An apple is not a carbohydrate itself, but carbohydrates are its primary nutrient. A medium apple (182 grams) contains about 25 grams of carbohydrates, with most of its calories coming from natural sugars and a meaningful amount of fiber. So if you’re counting carbs or wondering how apples fit into your diet, they are very much a carbohydrate-rich food.
What’s Inside Those 25 Grams
The carbohydrates in an apple come in three forms: sugars, fiber, and a small amount of starch. Of those 25 grams in a medium apple, about 4 grams are dietary fiber and the rest is mostly sugar. Fructose is the dominant sugar in all apple varieties, with glucose coming in second and sucrose present in much smaller amounts. Fructose and glucose together are roughly 10 times higher than sucrose.
That sugar content is why apples taste sweet, but the fiber slows down how quickly those sugars hit your bloodstream. This distinction matters if you’re comparing an apple to, say, a glass of apple juice, where the fiber has been stripped away and the sugar absorbs much faster.

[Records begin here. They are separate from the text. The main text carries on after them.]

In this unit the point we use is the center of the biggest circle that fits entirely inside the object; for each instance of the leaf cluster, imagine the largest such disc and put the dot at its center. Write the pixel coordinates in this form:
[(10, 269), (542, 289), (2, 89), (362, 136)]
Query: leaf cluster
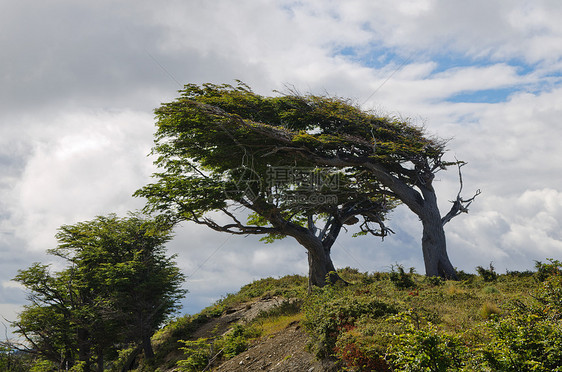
[(118, 288)]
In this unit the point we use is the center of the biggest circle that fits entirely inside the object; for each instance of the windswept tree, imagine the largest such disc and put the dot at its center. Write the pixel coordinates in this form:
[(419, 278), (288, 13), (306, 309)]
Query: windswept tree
[(118, 288), (211, 165), (397, 159)]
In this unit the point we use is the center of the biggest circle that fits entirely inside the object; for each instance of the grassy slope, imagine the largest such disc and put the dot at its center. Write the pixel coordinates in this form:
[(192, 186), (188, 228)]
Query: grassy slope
[(456, 307)]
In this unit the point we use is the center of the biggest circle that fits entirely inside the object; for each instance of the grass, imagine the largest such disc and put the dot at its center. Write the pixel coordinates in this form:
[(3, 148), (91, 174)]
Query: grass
[(362, 312)]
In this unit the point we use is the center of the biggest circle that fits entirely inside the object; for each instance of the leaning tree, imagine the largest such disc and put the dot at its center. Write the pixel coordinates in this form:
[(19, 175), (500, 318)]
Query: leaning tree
[(212, 163), (397, 158)]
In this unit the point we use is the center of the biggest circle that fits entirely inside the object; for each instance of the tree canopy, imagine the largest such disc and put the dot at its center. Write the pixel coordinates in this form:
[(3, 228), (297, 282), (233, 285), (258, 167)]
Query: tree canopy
[(211, 164), (117, 289)]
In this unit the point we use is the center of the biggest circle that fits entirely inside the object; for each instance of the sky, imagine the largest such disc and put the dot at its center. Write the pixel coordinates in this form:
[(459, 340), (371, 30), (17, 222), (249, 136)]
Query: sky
[(79, 82)]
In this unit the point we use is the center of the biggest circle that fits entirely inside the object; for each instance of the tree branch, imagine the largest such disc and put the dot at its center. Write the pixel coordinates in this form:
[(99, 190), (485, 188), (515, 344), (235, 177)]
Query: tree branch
[(460, 205)]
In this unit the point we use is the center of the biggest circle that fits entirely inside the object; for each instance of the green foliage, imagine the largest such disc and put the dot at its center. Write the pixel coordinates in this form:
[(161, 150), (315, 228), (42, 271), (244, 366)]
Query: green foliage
[(118, 288), (489, 274), (201, 352), (197, 353), (488, 310), (218, 147), (545, 270), (236, 341), (424, 347), (12, 360), (524, 341), (328, 314), (401, 279)]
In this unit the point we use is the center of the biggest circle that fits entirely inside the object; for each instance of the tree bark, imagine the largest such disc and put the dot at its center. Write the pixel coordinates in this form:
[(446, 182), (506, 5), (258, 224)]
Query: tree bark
[(147, 346), (434, 245)]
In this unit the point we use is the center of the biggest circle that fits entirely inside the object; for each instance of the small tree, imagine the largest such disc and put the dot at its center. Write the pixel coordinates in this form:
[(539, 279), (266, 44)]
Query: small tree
[(211, 164), (118, 288)]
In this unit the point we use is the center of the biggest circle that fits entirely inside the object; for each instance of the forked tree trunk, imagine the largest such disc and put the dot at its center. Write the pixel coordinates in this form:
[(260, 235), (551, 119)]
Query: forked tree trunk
[(147, 345), (434, 244), (320, 265)]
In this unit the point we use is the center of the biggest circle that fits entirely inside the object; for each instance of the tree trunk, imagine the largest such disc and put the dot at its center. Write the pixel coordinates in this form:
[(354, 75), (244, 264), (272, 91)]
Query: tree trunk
[(434, 245), (83, 337)]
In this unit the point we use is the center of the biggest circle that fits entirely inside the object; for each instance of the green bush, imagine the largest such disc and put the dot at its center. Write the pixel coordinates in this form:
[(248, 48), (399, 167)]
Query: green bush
[(489, 274), (424, 347), (198, 354), (329, 312)]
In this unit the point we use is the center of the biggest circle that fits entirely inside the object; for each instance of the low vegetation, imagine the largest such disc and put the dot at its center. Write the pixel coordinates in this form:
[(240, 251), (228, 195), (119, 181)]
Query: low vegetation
[(403, 321), (391, 321)]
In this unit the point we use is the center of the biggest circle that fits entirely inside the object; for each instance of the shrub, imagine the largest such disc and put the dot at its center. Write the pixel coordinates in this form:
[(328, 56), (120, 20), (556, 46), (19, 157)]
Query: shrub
[(236, 341), (400, 278), (424, 347), (198, 354), (329, 313)]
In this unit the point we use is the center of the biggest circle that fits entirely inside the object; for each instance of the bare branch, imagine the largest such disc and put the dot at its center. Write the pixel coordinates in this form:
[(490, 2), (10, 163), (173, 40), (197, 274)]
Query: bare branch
[(460, 205)]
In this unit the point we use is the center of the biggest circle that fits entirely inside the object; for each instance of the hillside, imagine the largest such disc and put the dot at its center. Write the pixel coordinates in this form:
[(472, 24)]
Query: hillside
[(376, 321)]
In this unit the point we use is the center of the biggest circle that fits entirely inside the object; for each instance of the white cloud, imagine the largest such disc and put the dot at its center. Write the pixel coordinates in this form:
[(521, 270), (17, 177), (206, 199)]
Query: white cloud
[(82, 165)]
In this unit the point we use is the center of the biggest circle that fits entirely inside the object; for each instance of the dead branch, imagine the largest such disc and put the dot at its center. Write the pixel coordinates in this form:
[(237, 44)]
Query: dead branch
[(460, 205)]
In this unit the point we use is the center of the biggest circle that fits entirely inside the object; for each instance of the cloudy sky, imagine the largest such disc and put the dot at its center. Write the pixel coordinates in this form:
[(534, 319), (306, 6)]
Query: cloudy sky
[(79, 82)]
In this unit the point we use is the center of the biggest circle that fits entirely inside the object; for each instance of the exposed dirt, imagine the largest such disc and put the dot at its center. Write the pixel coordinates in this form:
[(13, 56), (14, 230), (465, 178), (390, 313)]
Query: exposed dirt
[(282, 351)]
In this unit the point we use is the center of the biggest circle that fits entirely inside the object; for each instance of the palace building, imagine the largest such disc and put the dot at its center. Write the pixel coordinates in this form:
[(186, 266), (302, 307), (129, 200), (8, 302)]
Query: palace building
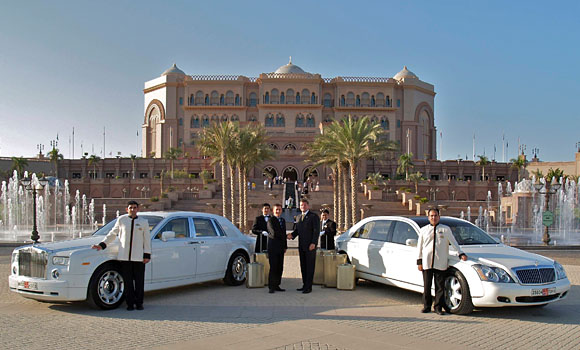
[(293, 105)]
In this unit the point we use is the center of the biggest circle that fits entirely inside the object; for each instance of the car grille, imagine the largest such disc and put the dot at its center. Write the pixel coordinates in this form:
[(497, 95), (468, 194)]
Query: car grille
[(32, 262), (536, 275)]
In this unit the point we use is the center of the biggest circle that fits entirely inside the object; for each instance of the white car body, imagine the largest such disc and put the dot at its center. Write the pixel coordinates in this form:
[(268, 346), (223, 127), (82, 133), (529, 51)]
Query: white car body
[(201, 251), (395, 263)]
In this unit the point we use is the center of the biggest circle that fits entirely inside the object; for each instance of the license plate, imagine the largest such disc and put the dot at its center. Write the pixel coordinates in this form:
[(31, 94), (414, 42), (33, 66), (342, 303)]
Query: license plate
[(543, 292), (28, 285)]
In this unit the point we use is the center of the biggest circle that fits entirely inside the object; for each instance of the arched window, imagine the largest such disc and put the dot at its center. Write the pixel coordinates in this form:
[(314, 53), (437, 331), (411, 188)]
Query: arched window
[(300, 121), (280, 120), (310, 121), (380, 99), (365, 99), (214, 98), (229, 98), (269, 121), (253, 99), (199, 98), (289, 96), (275, 96), (350, 99), (327, 100)]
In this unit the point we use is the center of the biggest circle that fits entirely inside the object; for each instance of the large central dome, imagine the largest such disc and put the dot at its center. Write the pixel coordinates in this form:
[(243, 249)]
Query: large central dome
[(290, 69)]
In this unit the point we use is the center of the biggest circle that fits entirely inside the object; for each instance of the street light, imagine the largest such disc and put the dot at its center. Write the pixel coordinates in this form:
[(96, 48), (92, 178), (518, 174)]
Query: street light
[(31, 185), (547, 189)]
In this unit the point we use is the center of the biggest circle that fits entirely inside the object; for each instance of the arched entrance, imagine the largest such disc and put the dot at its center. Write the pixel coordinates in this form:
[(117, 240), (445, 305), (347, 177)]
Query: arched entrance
[(290, 173), (270, 172)]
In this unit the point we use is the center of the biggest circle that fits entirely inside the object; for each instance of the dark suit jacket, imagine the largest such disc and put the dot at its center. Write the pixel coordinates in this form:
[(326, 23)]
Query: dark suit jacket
[(259, 226), (307, 230), (277, 241), (327, 239)]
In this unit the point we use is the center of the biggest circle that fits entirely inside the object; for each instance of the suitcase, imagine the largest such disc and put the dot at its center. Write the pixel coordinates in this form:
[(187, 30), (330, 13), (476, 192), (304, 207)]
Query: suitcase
[(262, 258), (255, 278), (319, 267), (331, 262), (345, 277)]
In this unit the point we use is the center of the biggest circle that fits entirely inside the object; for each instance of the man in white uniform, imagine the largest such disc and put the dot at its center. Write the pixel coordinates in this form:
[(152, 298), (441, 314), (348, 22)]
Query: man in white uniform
[(433, 247)]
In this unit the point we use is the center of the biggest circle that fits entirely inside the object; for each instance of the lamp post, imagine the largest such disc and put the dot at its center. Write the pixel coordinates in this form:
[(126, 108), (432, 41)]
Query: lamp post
[(32, 185), (547, 216)]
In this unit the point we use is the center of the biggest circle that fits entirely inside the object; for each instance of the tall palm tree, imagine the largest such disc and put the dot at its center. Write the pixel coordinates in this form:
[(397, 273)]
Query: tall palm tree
[(483, 162), (172, 154), (215, 141), (19, 164), (405, 163), (55, 157), (93, 161), (519, 163)]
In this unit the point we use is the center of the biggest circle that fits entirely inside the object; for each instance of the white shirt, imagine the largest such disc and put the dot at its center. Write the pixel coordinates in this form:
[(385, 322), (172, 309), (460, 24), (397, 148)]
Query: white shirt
[(438, 258)]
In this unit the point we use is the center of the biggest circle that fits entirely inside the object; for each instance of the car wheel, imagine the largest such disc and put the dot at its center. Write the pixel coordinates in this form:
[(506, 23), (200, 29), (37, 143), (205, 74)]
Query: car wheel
[(237, 269), (106, 288), (456, 294)]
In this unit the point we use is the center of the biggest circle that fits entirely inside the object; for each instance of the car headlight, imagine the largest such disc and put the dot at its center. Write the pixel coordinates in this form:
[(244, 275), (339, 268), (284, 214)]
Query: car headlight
[(60, 260), (560, 272), (492, 274)]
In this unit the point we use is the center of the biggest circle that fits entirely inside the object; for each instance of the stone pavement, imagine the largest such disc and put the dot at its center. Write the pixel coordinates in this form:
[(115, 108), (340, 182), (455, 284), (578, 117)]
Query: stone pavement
[(215, 316)]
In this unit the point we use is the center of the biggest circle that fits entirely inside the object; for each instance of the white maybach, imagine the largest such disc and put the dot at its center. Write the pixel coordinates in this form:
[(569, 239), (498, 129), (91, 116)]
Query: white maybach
[(187, 248)]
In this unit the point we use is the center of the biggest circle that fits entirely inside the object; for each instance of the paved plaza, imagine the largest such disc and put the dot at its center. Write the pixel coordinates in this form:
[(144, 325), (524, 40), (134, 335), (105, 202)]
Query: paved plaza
[(215, 316)]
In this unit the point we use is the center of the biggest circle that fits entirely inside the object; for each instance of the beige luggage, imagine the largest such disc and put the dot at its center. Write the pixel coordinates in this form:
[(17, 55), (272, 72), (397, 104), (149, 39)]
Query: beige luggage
[(255, 278), (319, 267), (345, 277), (331, 262), (262, 258)]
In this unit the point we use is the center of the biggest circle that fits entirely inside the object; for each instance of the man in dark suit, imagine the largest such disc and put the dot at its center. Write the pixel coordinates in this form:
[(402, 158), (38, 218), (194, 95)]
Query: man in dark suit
[(260, 229), (328, 231), (277, 245), (307, 227)]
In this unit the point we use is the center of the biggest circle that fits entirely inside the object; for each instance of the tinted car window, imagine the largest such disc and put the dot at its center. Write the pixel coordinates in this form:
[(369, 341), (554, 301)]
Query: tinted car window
[(402, 232)]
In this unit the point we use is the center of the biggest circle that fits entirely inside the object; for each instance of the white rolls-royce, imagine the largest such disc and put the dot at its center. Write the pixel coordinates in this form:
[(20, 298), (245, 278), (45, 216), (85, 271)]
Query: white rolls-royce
[(187, 248), (383, 249)]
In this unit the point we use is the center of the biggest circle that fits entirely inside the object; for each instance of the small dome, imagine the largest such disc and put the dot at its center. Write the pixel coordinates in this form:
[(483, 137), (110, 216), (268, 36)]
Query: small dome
[(290, 69), (173, 70), (405, 73)]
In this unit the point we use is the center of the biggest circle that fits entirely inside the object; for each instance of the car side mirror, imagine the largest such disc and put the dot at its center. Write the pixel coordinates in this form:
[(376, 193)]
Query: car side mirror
[(167, 235)]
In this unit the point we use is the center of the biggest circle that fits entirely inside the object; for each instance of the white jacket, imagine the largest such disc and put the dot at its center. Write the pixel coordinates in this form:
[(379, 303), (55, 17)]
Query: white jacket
[(134, 247), (444, 237)]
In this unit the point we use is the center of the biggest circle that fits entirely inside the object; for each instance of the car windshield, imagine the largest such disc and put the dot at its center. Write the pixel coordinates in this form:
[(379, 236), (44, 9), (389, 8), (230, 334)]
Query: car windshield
[(153, 221), (464, 232)]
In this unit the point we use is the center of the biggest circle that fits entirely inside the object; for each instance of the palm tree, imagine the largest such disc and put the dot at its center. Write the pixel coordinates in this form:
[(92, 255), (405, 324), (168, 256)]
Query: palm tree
[(483, 162), (18, 164), (54, 158), (357, 140), (172, 154), (405, 163), (94, 160), (415, 178), (520, 163), (215, 141)]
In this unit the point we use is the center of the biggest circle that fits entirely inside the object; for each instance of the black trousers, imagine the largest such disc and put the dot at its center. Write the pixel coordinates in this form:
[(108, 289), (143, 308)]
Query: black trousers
[(134, 275), (276, 260), (428, 276), (307, 261)]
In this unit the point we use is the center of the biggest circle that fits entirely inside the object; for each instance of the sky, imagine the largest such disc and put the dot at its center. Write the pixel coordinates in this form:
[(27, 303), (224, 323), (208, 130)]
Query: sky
[(502, 70)]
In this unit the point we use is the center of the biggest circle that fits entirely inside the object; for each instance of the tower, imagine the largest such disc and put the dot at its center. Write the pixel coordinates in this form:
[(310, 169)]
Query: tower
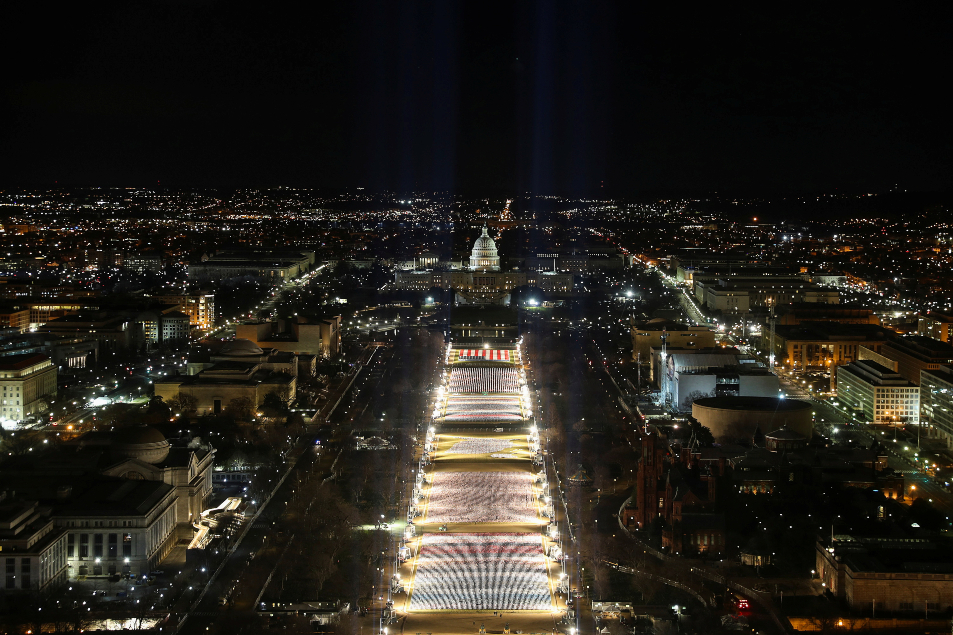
[(484, 257)]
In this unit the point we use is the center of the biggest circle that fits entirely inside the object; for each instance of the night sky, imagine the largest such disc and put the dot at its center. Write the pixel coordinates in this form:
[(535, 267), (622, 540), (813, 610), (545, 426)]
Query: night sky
[(564, 98)]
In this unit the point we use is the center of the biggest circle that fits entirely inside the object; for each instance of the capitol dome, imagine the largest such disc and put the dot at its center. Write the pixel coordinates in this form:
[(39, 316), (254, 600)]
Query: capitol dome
[(139, 442), (484, 254), (240, 346)]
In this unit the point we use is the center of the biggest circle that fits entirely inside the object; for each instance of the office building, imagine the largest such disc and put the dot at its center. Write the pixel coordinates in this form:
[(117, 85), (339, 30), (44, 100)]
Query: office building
[(878, 394), (936, 400)]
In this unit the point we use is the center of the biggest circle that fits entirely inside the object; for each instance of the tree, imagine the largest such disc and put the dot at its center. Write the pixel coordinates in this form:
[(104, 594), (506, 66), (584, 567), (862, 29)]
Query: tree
[(276, 400), (241, 408), (157, 407), (184, 403), (701, 435)]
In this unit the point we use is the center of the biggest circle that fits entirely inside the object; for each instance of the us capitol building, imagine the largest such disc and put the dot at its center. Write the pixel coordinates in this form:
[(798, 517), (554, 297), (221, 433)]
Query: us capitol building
[(480, 281)]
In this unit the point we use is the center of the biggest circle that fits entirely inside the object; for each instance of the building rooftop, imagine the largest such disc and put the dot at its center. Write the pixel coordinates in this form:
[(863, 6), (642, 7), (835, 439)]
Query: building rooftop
[(754, 403)]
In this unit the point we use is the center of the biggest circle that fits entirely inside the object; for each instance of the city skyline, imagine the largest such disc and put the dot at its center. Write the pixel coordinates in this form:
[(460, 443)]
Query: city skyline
[(548, 98)]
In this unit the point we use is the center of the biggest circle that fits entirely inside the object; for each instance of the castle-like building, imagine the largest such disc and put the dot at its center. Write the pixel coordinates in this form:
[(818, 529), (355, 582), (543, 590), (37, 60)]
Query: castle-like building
[(480, 281)]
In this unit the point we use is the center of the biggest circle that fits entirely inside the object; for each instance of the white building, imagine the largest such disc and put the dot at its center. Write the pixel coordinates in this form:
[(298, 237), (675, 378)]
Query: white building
[(25, 380), (883, 395), (32, 548)]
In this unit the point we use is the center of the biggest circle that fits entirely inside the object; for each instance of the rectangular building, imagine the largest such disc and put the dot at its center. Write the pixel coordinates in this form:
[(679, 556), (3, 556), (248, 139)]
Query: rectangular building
[(883, 395), (32, 548), (200, 307), (25, 380), (648, 335), (879, 574), (936, 400), (917, 353)]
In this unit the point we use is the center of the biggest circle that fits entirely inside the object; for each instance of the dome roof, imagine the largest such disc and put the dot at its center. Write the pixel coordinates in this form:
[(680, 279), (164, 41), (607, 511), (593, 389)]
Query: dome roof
[(139, 442), (240, 346)]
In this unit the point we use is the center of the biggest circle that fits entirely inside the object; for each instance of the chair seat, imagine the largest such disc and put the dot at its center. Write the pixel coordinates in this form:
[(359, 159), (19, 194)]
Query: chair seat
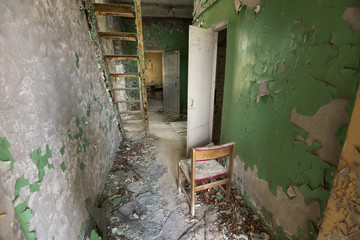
[(204, 170)]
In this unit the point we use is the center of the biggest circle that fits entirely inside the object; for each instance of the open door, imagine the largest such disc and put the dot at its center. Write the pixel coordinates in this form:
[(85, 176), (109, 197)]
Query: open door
[(202, 49), (171, 82)]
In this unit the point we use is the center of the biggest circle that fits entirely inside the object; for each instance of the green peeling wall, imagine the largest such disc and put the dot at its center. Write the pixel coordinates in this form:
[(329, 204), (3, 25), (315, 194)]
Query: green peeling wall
[(165, 35), (307, 56)]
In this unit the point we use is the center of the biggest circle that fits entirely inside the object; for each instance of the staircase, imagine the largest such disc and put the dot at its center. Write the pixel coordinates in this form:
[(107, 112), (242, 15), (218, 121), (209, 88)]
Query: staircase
[(130, 98)]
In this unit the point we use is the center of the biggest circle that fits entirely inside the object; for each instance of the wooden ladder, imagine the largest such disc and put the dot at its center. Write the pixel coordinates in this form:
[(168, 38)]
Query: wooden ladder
[(127, 11)]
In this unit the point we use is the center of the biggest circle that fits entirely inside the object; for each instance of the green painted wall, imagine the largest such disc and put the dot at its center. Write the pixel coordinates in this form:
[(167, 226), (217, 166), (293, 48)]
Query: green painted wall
[(321, 58), (168, 35)]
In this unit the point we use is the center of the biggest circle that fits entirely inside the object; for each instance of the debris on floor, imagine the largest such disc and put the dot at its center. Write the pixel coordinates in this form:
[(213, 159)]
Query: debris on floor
[(235, 218), (141, 199)]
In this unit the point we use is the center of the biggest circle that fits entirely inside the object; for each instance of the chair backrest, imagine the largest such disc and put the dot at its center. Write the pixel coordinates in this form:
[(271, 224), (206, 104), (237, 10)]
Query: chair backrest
[(214, 152)]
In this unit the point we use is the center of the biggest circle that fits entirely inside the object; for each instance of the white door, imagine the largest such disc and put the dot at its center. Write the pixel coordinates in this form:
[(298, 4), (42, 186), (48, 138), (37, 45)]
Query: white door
[(171, 82), (202, 50)]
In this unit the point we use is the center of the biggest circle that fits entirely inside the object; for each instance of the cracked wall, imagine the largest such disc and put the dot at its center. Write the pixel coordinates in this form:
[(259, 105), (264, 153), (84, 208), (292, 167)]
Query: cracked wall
[(167, 34), (342, 216), (58, 132), (292, 70)]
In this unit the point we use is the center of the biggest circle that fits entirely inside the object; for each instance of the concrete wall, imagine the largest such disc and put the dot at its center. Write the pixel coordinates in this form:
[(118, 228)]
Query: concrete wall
[(342, 216), (57, 128), (167, 34), (292, 70)]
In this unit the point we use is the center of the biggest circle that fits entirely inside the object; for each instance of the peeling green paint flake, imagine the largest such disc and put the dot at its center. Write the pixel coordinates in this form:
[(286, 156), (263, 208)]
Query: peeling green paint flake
[(6, 159), (299, 131), (85, 144), (315, 146), (63, 167), (94, 235), (83, 119), (77, 121), (340, 134), (77, 60), (62, 150), (116, 201), (69, 134), (319, 194), (35, 187), (24, 215), (79, 134), (41, 161), (20, 183), (79, 149), (82, 166)]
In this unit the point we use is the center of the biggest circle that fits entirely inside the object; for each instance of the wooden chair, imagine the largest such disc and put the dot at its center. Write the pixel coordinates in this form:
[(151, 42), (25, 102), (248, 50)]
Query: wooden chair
[(204, 166)]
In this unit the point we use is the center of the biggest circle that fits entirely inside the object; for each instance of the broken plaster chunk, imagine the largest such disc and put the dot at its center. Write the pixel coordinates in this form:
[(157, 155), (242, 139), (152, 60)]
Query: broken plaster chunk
[(5, 166), (352, 17), (257, 9), (263, 90), (357, 171), (343, 173), (282, 68), (291, 192)]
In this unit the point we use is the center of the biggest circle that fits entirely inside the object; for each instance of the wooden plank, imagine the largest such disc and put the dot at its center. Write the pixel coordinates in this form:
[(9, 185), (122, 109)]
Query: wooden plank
[(133, 121), (123, 89), (121, 57), (141, 54), (120, 36), (186, 174), (124, 74), (210, 185), (185, 193), (124, 101), (118, 10), (208, 153), (131, 112)]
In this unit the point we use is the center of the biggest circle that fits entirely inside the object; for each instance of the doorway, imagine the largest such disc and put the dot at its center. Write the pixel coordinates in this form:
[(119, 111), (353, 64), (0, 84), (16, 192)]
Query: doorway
[(203, 57), (219, 85), (162, 79)]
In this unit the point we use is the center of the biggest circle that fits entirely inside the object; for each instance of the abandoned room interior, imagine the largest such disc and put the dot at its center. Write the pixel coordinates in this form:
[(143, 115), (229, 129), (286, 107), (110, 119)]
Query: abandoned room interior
[(101, 99)]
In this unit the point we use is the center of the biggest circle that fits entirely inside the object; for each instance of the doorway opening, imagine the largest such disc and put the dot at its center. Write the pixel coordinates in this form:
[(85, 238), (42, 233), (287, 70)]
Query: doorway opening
[(219, 85), (154, 75)]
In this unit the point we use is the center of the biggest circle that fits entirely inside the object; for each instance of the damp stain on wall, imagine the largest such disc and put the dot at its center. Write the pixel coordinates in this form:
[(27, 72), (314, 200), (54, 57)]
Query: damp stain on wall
[(288, 66)]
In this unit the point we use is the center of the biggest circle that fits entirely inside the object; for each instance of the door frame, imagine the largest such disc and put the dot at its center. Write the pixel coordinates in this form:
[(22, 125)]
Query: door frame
[(217, 27)]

How Apples Compare to Other Carb Sources
Not all carbohydrate foods affect your blood sugar the same way. The glycemic index (GI) measures how quickly a food raises blood sugar on a scale of 0 to 100, with pure glucose set at 100. A raw apple scores just 39, which puts it in the low category. Its glycemic load, a more practical measure that accounts for a typical serving size, is only 6. For context, anything under 10 is considered low.
Compare that to white bread (GI around 75) or a baked potato (GI around 78), and apples look like a very gentle source of carbohydrates. This is partly because of the fiber, partly because fructose is processed differently than glucose in your body, and partly because of compounds in the apple itself that slow sugar absorption.
Why Apples Don’t Spike Blood Sugar
Apples contain a complex mix of plant compounds, including several types of polyphenols, that actively interfere with how your body absorbs sugar. These compounds slow the breakdown of starches and sugars in your gut by inhibiting digestive enzymes. They also block some of the transporters that move glucose from your intestines into your bloodstream.
One compound found almost exclusively in apples, called phlorizin, is particularly effective at this. It competitively blocks a key glucose transporter in the intestinal wall. A randomized controlled trial in healthy adults found that apple polyphenol-rich drinks meaningfully reduced blood sugar spikes after a high-carbohydrate meal, in a dose-dependent way. In other words, more polyphenols meant a flatter blood sugar curve. This is one reason whole apples behave so differently in your body than the same amount of sugar from a processed source.
Sugar Varies by Variety
If you’ve ever bitten into a tart Granny Smith and then a sweet Fuji, you already know that not all apples taste the same. The chemistry backs this up. Fuji apples have higher fructose levels than Granny Smith apples, which is why they taste noticeably sweeter. In conventionally grown apples, Fuji varieties contain roughly 16% more total sugar than Granny Smith.
Granny Smith apples, on the other hand, have nearly double the malic acid content of Fuji apples, which gives them that sharp, sour bite. The total carbohydrate difference between varieties is relatively modest in practical terms, though. You’re not going to blow a diet by choosing one apple over another. But if you’re trying to minimize sugar specifically, tart varieties like Granny Smith will have a slight edge.
Peeled vs. Unpeeled
The skin of an apple contributes a significant portion of its fiber. Fresh fruits can contain up to one-third more fiber before the outer layers are removed. For an apple with 4 grams of fiber, peeling it could cost you more than a gram. That might sound small, but fiber is exactly what makes the carbohydrates in an apple behave like “good carbs” rather than simple sugar. It slows digestion, feeds beneficial gut bacteria, and keeps you fuller longer. The skin also concentrates many of those polyphenols that help regulate blood sugar absorption.
Where Apples Fit in a Low-Carb Diet
If you’re tracking net carbs (total carbs minus fiber), a medium apple comes in around 21 grams. That’s a meaningful chunk on a strict keto diet, which typically caps net carbs at 20 to 50 grams per day. On a more moderate low-carb plan, or for anyone simply watching their sugar intake without a hard limit, an apple fits comfortably.
The practical takeaway is that apples are a carbohydrate-dense fruit, but they’re one of the better-behaved carbohydrate sources you can eat. Their low glycemic index, solid fiber content, and built-in compounds that slow sugar absorption mean they deliver energy without the sharp blood sugar swings you’d get from refined carbs with the same sugar content. If you’re choosing between an apple and a granola bar with 25 grams of carbs, the apple will treat your metabolism more gently almost every time.